Aphiwe was taken to KTC Hospital in Gugulethu where he died.
“He was a good boy. Whenever he needed something he would bribe me by calling me ‘my beloved grandmother’ – that was his way of getting to me.”

Meanwhile, the mood at Aphiwe’s school, Walmer Secondary, was sombre. Principal Raymond Jansen said a pupil had told him the news on Tuesday night.

He had made the announcement to the school on Wednesday.
“Pupils were in tears, even those who just met him this year. They couldn’t stop crying because he was a great peer to have.”

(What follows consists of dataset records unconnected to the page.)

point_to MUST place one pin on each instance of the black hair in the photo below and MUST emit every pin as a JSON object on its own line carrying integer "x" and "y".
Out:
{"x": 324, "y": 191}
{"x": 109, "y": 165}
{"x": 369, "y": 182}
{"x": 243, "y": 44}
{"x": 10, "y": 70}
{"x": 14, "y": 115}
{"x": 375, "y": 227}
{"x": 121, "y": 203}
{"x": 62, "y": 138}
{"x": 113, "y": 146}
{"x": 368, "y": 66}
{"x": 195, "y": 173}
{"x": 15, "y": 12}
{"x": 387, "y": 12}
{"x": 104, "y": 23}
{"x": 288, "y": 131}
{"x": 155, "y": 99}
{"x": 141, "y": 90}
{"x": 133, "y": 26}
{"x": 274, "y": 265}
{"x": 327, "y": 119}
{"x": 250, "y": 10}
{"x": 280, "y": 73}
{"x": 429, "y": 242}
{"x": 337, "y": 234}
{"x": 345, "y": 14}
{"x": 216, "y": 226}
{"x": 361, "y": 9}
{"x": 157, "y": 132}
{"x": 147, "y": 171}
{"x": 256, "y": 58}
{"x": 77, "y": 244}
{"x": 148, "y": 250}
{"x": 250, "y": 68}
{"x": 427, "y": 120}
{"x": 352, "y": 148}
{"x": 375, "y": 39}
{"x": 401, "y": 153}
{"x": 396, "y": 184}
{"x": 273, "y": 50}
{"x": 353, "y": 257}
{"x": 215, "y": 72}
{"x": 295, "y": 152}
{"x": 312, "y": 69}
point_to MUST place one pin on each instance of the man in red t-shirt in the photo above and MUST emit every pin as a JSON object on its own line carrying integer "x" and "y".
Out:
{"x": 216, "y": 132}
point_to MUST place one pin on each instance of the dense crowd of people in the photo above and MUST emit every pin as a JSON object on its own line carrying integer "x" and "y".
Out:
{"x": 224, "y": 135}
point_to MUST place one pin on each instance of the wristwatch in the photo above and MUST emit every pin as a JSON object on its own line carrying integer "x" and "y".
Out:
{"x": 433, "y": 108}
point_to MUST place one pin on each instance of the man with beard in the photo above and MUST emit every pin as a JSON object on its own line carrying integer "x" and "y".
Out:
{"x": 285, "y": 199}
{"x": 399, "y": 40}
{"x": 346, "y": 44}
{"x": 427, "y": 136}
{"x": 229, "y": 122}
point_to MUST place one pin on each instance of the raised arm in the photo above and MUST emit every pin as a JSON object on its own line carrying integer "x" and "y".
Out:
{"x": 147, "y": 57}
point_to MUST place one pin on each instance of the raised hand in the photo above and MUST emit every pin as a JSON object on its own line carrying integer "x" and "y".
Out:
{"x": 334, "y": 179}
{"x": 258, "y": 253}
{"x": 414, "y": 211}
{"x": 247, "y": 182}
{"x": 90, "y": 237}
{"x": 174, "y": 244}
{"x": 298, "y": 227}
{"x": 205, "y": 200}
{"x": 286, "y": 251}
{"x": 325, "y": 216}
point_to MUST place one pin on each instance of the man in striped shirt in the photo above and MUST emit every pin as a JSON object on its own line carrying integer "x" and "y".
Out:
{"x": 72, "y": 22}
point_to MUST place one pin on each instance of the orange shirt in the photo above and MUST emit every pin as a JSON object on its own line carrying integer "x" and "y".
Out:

Aphiwe had been repeating Grade 9 this year, and Jansen said he was a pupil who had always tried to give his best. The teen’s murder had come as a surprise because judging by the way he behaved “he was definitely not a gangster”.

Aphiwe was soft-spoken, quiet and exemplary, “the type of pupil every teacher would love to have in class, because even if you shout at him he would never backchat. We have lost a good pupil”.